Now check the contents of a few of the dataframses that were read in above.

In [3]:
rooms.limit(3).toPandas()

Unnamed: 0,uuid,facility_code,room_code
0,04368a56-c959-3e4b-8b3d-f4cc3538fea5,OFF CAMPUS,
1,2cc50da3-ef0e-3572-a557-ca44930a0688,0032,0249
2,ebbf62b4-2ac3-356b-b0fa-7897f4446a17,0032,B101


In [4]:
sections.limit(3).toPandas()

Unnamed: 0,uuid,course_offering_uuid,section_type,number,room_uuid,schedule_uuid
0,45adf63c-48c9-3659-8561-07556d2d4ddf,344b3ebe-da7e-314c-83ed-9425269695fd,FLD,1,,f2d66a4d-0c08-3b48-abf6-649fffd7ae90
1,c6280e23-5e43-3859-893e-540d94993529,f718e6cd-33f0-3c14-a9a6-834d9c3610a8,FLD,1,,f2d66a4d-0c08-3b48-abf6-649fffd7ae90
2,9395dc21-15d1-3fab-8d1f-6f3fe6114c48,ea3b717c-d66b-30dc-8b37-964d9688295f,FLD,1,04368a56-c959-3e4b-8b3d-f4cc3538fea5,f2d66a4d-0c08-3b48-abf6-649fffd7ae90


In [5]:
courses.limit(3).toPandas()

Unnamed: 0,uuid,name,number
0,a3e3e1c3-543d-3bb5-ae65-5f2aec4ad1de,Cooperative Education Program,1
1,c070a84f-648f-351d-9499-5d0e30ad02cc,Cooperative Education/Co-op in Life Sciences C...,1
2,e6b4b7ae-0e0b-3aa5-9d77-7fcd90c9cfa3,Cooperative Education Program,1


In [6]:
course_offerings.limit(3).toPandas()

Unnamed: 0,uuid,course_uuid,term_code,name
0,344b3ebe-da7e-314c-83ed-9425269695fd,a3e3e1c3-543d-3bb5-ae65-5f2aec4ad1de,1092,Cooperative Education Prog
1,f718e6cd-33f0-3c14-a9a6-834d9c3610a8,a3e3e1c3-543d-3bb5-ae65-5f2aec4ad1de,1082,Cooperative Education Prog
2,ea3b717c-d66b-30dc-8b37-964d9688295f,a3e3e1c3-543d-3bb5-ae65-5f2aec4ad1de,1172,Cooperative Education Prog


## Recap: About this database

You will notice that there are several more tables in the uw-madision-courses folder than there are read in above. This so that you will have a chance to practice your own custom joins and learn about the relationships between a real database work. Sometimes we don't know how they are related and we need to figure it out! I'll save that for the HW :) 

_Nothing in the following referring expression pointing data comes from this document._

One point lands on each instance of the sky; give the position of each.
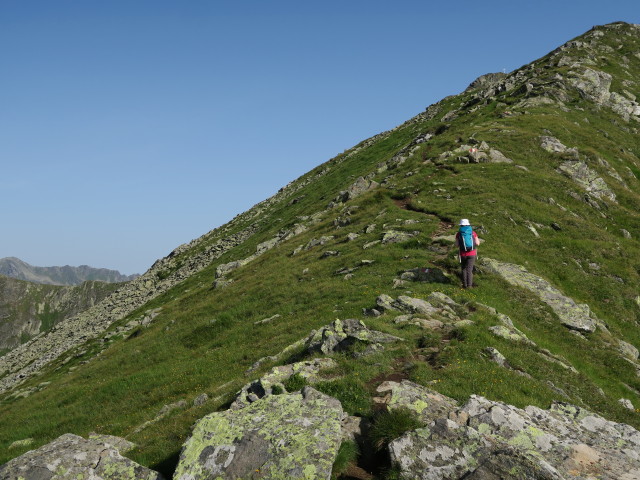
(130, 127)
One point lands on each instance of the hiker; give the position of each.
(467, 242)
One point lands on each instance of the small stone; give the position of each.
(200, 399)
(626, 403)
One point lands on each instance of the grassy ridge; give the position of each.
(205, 339)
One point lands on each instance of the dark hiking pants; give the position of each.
(467, 270)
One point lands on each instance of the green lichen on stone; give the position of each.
(419, 406)
(522, 440)
(289, 431)
(484, 429)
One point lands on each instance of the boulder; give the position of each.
(491, 440)
(424, 274)
(394, 236)
(426, 403)
(280, 436)
(571, 314)
(342, 335)
(588, 179)
(414, 305)
(72, 457)
(272, 382)
(552, 144)
(628, 350)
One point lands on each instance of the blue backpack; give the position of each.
(466, 238)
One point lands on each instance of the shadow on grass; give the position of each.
(167, 466)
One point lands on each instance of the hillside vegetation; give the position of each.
(544, 161)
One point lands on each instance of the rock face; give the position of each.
(342, 335)
(75, 458)
(273, 381)
(588, 179)
(280, 436)
(572, 315)
(491, 440)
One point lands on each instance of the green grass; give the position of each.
(205, 339)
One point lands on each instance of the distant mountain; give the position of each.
(332, 313)
(16, 268)
(26, 308)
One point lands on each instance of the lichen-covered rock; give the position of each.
(491, 440)
(279, 437)
(552, 144)
(272, 382)
(394, 236)
(426, 403)
(428, 275)
(344, 334)
(414, 305)
(588, 179)
(75, 458)
(572, 315)
(512, 334)
(628, 350)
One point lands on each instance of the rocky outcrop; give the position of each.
(280, 436)
(273, 382)
(70, 457)
(487, 439)
(588, 179)
(571, 314)
(343, 335)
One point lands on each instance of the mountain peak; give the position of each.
(65, 275)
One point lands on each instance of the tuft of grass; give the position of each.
(347, 455)
(389, 425)
(295, 382)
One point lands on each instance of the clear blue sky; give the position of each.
(130, 127)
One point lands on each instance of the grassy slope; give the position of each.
(205, 339)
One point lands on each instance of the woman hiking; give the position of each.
(467, 242)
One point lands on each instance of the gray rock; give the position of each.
(496, 156)
(426, 403)
(385, 302)
(427, 275)
(572, 315)
(166, 409)
(370, 244)
(343, 335)
(200, 400)
(72, 457)
(277, 376)
(25, 442)
(393, 236)
(413, 305)
(552, 144)
(267, 320)
(280, 436)
(491, 440)
(628, 350)
(588, 179)
(626, 403)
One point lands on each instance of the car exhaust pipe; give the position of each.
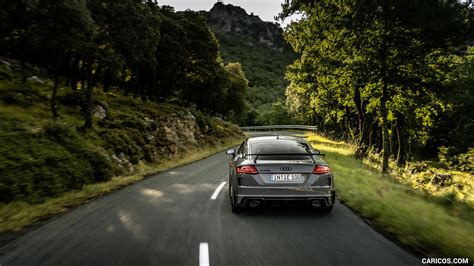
(316, 203)
(254, 203)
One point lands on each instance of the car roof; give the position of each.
(273, 138)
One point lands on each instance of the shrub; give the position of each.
(118, 141)
(34, 167)
(462, 162)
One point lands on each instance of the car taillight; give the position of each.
(321, 169)
(247, 169)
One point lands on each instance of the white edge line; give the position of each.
(203, 254)
(218, 189)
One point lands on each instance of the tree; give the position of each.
(367, 56)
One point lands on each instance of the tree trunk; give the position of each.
(53, 100)
(402, 143)
(107, 79)
(74, 73)
(385, 137)
(88, 103)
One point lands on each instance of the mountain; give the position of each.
(264, 54)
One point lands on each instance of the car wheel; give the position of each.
(325, 209)
(235, 208)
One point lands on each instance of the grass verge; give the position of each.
(18, 215)
(410, 216)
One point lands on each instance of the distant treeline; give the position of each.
(145, 50)
(395, 77)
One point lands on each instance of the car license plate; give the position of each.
(287, 178)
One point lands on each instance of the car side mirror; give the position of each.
(230, 152)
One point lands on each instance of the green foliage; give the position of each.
(382, 74)
(34, 166)
(435, 223)
(462, 162)
(149, 51)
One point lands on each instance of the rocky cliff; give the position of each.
(229, 18)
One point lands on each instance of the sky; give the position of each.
(265, 9)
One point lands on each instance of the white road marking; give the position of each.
(204, 254)
(218, 189)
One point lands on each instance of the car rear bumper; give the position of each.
(243, 194)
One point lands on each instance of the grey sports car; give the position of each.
(279, 170)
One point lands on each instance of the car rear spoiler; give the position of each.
(284, 154)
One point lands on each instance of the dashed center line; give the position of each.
(204, 254)
(218, 189)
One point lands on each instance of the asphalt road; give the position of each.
(170, 219)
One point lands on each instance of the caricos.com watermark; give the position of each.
(445, 260)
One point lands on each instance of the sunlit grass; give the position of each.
(15, 216)
(406, 213)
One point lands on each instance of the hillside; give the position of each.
(42, 157)
(264, 54)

Here is a look at some of the important variables we can use to join our tables:

 - course_offerings: uuid, course_uuid, term_code, name
 - instructors: id, name
 - schedules: uuid
 - sections: uuid, course_offering_uuid,room_uuid, schedule_uuid
 - teachings: instructor_id, section_uuid
 - courses: uuid
 - grade_distributions: course_offering_uuid,section_number
 - rooms: uuid, facility_code, room_code
 - subjects: code
 - subject_memberships: subject_code, course_offering_uuid
 
 **Source:** https://www.kaggle.com/Madgrades/uw-madison-courses
 
So alright, let's use this information to discover some insights from this data!

## 1a. Can you assign the room numbers to each section of each course?

Show only the rooms uuid, facility code, room number, term code and the name of the course from the course_offerings table.

In [7]:
step1 = course_offerings.join(
    sections, course_offerings["uuid"] == sections["course_offering_uuid"], how="inner"
).select([course_offerings["uuid"], course_offerings["term_code"], course_offerings["name"], sections["room_uuid"]])

In [8]:
step1.toPandas()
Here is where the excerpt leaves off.